Conversely, Lou was an absolute treat to deal with. He was professional, courteous, receptive to courtesy, and I couldn't imagine a better introduction to dealing with a professional refiner. I am probably spoiled right off the bat, haha!

This is a personal and public thank you to Lou!!


----------



## Dan Dement (Jan 24, 2013)

Kjt124,

Welcome and I am certainly no refining guru and you certainly are in great hands with Lou. I do have a little experience with PM metals in powder form and trying to melt them in an induction melter. I have fried two machines in five years trying to force a heavy concentrate of Pd/Pt powder to melt. In a medium freg. Ti Induction Melter, the 5 Kw of induction melting power does not do into powder but passes thru and goes back into the machine. $12,000 mistake and I was down for over 6 weeks. The second time I did it, (about 2 weeks ago) the coil sprung a water leak before the 70/30 Au/Pd mixture melted. Awaiting new coil and parts which is only $1,000 this time. 

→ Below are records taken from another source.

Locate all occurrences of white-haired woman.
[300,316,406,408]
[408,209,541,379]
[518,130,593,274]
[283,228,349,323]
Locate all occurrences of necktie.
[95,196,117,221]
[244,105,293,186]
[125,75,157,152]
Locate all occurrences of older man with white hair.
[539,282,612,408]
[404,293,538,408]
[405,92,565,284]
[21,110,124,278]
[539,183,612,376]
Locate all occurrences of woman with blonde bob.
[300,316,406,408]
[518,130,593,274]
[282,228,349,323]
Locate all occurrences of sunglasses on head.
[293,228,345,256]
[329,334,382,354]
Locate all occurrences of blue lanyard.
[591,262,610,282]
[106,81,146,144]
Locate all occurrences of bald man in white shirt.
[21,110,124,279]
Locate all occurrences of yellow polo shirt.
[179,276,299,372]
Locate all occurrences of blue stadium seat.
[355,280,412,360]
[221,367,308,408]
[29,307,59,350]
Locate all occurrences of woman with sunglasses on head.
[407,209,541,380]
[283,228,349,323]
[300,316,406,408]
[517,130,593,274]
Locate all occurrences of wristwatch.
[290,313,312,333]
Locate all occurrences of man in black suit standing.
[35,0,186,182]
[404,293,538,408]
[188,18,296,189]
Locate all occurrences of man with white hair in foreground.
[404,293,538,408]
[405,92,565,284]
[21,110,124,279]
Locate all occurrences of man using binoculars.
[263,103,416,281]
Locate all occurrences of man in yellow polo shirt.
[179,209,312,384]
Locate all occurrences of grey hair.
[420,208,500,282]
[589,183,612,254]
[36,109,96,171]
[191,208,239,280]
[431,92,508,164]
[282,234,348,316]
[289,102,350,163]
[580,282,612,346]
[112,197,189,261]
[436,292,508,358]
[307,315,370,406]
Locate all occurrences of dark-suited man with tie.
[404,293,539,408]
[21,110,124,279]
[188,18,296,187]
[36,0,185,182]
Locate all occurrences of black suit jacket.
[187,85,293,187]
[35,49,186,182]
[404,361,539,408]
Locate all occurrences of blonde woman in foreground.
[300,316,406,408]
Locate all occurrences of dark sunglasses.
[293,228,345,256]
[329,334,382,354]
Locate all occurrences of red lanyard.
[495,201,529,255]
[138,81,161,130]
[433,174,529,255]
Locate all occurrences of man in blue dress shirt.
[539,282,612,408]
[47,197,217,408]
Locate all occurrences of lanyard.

Understand, we cast Pd almost every day but I just must warn you that Pd Powder is very, very difficult to melt. Even if you can melt it, it is going to too brittle to use in Jewelry if that is the direction you are going. Even if you get it to metal, it is still going to need to be refined. I have learned my lesson and I just send it to be refined. I need my toys and use them everyday. Good luck in your venture.

Dan


----------